Brown and company didn’t care why the NCAA caved at that point. They just celebrated that Walker could play. When Walker was denied in the season’s early weeks, Brown had asked Walker what he wanted to do. Did he want to prepare for the NFL draft? Did he want to practice with the Tar Heels? Walker said he wanted to practice, and he wanted to play on the scout team — running the other teams’ plays so that the defense could prepare. Walker also asked if he could play on the special teams scout units. That way, he could be the most helpful to the team even if he couldn’t play this season.

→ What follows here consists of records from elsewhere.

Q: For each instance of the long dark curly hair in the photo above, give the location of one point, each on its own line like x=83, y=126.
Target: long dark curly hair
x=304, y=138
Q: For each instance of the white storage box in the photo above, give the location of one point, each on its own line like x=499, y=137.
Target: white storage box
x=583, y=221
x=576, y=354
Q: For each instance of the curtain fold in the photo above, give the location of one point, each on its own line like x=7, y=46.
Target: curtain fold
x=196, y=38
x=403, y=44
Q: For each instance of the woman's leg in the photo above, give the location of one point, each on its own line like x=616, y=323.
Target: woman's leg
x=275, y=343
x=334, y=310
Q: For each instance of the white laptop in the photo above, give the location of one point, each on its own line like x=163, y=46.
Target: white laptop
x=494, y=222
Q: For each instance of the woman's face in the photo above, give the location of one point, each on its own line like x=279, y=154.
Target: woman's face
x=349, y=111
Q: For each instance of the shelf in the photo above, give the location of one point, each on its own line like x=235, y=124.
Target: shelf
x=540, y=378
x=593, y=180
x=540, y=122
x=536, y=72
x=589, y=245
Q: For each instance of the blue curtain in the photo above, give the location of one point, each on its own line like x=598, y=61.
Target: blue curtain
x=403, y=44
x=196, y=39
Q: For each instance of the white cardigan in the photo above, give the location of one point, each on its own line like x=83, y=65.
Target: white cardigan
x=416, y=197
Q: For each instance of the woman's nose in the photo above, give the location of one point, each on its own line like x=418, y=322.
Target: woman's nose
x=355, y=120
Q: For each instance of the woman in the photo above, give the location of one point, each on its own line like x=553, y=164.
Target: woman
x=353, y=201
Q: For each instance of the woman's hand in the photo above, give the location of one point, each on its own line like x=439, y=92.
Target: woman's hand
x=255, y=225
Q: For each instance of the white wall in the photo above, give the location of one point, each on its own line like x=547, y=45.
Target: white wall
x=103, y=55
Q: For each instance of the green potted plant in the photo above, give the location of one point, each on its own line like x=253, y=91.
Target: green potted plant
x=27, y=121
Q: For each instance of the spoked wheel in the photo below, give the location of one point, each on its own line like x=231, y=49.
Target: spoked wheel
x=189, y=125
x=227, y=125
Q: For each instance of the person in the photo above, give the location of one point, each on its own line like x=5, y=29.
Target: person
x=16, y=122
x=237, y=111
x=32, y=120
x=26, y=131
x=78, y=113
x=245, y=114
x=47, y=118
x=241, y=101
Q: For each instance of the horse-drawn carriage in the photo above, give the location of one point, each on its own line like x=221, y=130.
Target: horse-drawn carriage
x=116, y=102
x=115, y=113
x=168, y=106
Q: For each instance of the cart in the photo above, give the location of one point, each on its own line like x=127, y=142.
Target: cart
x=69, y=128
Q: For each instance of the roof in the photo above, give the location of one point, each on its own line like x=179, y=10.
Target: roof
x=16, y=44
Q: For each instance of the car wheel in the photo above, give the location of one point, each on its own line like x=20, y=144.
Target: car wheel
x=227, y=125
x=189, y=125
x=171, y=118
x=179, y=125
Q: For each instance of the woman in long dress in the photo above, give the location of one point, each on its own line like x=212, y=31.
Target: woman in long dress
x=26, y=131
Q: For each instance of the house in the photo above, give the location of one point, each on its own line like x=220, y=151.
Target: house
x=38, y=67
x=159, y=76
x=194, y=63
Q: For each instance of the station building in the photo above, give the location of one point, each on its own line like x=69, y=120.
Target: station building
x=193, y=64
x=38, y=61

Because Walker had been running Syracuse’s plays all week in practice, North Carolina receivers coach Lonnie Galloway took Walker aside that Thursday and taught him as much as he could of the Tar Heel’s offensive game plan against the Orange. Brown decided it would be unfair to the receivers who had been practicing with the offense to start Walker. But two series into the game that Saturday, Brown said, “Come on, man. Put him in the game.”

Walker wound up catching six passes for 43 yards in North Carolina’s 40-7 win. After a week of practicing with the first team, Walker showed what he’s truly capable of by catching six passes for 132 yards and three touchdowns in Saturday’s 41-31 win against Miami.

“With a full week, he’s just settled down,” Brown said. “He’s just playing now and having fun.”

The Tar Heels are 6-0 with an eye on an ACC title and possibly more. With Walker playing, they’re going to have a lot more fun.

And Brown is fine that he had to go anti-establishment to help make it happen. He’d do it again. “I’m always trying to say the right things,” Brown said. “But I thought the NCAA was wrong. I thought they were totally wrong and hurting a young man’s life. And I felt like for our players, for our parents, and for Tez and his family — who could not stand up for themselves — that I had to do it.”